Tunstall is a Scot (from Ayrshire) but he’s known as ‘the Englishman’.  According to Wikipedia, Tunstall was a real person and an important figure in the Lincoln County War between the British farmers newly arrived in the American West and longer-established local ranchers.  It’s Tunstall’s death, at the hands of four men, that sets Billy on a quest to avenge his killing.  The retribution scenario is a venerable tradition of Westerns yet it’s presented here as something pathological and which sows the seeds of mayhem – just as, when Pat Garrett eventually shoots Billy, it’s a hollow restoration of moral order:  Garrett is mortified to discover that the Kid hadn’t drawn his gun.  Billy goes on his pursuit of revenge with two other young men, named Charlie Boudre and Tom Folliard, and Arthur Penn shows how the trio’s youthful high spirits and impulsiveness bleed into hot-headedness and trigger-happiness.  Newman dramatises these distinctions, or the lack of them, with great skill and he’s well supported by James Best as Tom and, especially, James Congdon as Charlie.

The impressive score by Alexander Courage is full of familiar Western film theme cadences but it’s supple enough to incorporate elements that reflect what a different treatment of goodies and baddies on horseback The Left Handed Gun must have seemed at the time.   Penn uses sounds (and silence) cleverly – like the noise of water from a decorative fountain throughout a particularly tense encounter between Billy and Joe Grant (Ainslie Pryor), a friend of Pat Garrett who has been appointed to monitor the amnesty which the new territorial governor issues for all those involved in the Lincoln County War.  The sound of the water, continuing after the threat of violence has – for the moment – passed, seems to underline the fragility of the amnesty, and to make us feel grateful relief at the narrow escape we’ve just experienced.

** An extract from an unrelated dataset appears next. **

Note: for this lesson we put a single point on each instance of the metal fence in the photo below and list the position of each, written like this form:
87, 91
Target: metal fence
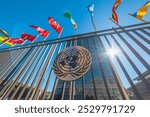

The dialogue is credible and intelligent and Penn orchestrates the acting very ably, although The Left Handed Gun is least convincing at its most consciously dramatic points – when Pat Garrett rails against the violent interruption of his wedding celebrations or a creepy, groupie-like character called Moultrie reacts to being rebuked by his hero Billy.  The actors concerned, John Dehner (Garrett) and Hurd (Dorian Gray) Hatfield (Moultrie), both go over the top at these moments (although Dehner gives a strong performance whenever he’s quieter).  And perhaps, by the end, there have been too many carefully composed deaths by gunshot.  While some of them supply a salutary reminder that human beings are being killed and it’s not just Western fun, others seem to be asking for admiration of their technical bravura.  There’s one killing, however, which is staged with such shocking originality that it’s more than enough on its own to justify Penn’s artfulness.   When Billy first escapes from custody, he positions himself on the roof of the jail and calls out to the sheriff, who looks up – into a sun so bright that he can’t make out the figure on the roof.   Billy shoots the man out of his boots; he falls dead but one of the boots remains upright.   A mother and her little girl are passing by and the child runs giggling towards the empty boot.  Her mother slaps and scolds her and they disappear from shot as J Peverell Marley’s camera stays on the boot.  We hear the child whimpering as she moves away.  This moment in particular anticipates Penn’s wiping-the-smile-off-our-faces approach in Bonnie and Clyde.   No doubt The Left Handed Gun, in terms of historical accuracy, downplays the extent to which William Bonney was a vicious public menace.  Given what it succeeds in doing to take the shine off the Kid’s legend, as well as make the moral universe of the Hollywood Western a less certain and more unstable place, it’s still a film of disquieting integrity.